The Honda Fit’s unique take on compact car styling, functionality and packaging hits you square in the face before you take your seat within its cheerful little body. The doors opens ultra-wide, and a massive aperture presents itself with room galore around the seat, which sits low in the cabin, with room to spare in every direction around it. The floor is surprisingly low in the Fit’s body, enhancing the door opening size, which itself also stretches high above the seat. And the door, and the sill into which it closes, are both relatively thin – again taking up less room and leaving more space for getting in and getting out.

So, from the very process of boarding the Fit with space galore, and hardly any need for even very tall passengers to duck, it feels a bit different for a compact car. Strange. Foreign. Like the stuff they play on the CBC at 4am.

From the driver’s seat, there’s more uniqueness related to the driving position on account of Honda’s interior packaging wizardry. Headroom is abundant, even for occupants well north of 6 feet tall. You sit up close to the Fit’s front, surrounded by tall glass, for great outward visibility. Here’s a compact car that’s tremendously easy to see out of, easy to position, and one that makes it easy to keep aware of your surroundings.

Add in the tight turning circle, and the Fit is a bit of a parking-lot sniper-attack ninja: ready to suddenly pounce into any space it likes. Sorry, Camry-lady! This space is mine! The wide-angle, high-definition back-up camera helps making reversing into or out of a space easy, too.

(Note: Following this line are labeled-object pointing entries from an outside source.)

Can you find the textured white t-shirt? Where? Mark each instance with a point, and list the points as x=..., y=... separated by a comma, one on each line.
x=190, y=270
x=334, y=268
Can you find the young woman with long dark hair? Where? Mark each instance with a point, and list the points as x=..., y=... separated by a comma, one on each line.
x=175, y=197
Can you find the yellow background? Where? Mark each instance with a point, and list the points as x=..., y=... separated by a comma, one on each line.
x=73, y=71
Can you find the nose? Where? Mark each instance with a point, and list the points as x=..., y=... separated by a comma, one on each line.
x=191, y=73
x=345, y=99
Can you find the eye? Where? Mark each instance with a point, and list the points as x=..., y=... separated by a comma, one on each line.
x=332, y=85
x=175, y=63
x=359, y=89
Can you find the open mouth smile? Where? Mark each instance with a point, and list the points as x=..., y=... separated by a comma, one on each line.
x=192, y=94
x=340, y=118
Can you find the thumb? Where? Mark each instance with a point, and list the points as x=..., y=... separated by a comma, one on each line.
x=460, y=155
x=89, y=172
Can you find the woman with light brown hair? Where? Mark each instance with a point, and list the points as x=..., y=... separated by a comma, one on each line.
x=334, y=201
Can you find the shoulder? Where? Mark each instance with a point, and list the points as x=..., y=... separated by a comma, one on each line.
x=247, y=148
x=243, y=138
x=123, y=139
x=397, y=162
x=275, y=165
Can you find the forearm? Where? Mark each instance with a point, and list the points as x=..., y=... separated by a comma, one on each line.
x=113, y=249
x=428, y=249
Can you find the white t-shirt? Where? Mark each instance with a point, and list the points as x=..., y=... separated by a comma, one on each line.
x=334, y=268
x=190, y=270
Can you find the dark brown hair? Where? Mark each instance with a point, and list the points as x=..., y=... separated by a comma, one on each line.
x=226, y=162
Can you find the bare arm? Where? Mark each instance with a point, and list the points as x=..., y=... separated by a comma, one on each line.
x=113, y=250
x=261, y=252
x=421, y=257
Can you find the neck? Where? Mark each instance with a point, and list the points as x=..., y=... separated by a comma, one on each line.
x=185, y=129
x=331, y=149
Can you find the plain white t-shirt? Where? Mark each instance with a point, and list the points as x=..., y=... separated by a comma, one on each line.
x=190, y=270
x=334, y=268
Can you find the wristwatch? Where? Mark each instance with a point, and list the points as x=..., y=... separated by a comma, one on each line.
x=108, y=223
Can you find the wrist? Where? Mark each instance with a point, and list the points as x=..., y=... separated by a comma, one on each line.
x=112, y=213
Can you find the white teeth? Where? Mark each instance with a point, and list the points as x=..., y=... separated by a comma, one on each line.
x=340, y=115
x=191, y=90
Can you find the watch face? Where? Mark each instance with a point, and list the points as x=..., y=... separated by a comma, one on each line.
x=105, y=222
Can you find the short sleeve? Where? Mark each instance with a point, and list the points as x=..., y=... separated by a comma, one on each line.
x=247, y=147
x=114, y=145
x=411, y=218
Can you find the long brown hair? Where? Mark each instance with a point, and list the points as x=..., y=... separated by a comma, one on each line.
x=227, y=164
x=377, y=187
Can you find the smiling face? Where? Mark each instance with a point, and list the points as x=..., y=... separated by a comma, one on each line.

Honda’s clever design and interior packaging does even more for the Fit’s rear quarters – the flexibility and size of which arguably comprise one of the most compelling parts of the car. The cargo floor is low, and since the back half of the Fit is shaped like a box, every inch of the stretched-to-the-edges cargo hold is usable. Even taller items will fit with ease, and the seatbacks fold down, full-flat, lickety split. There’s room in abundance for a weekend worth of camping gear, a full load from Costco, or a trip to my favorite place in the whole wide universe, Ikea.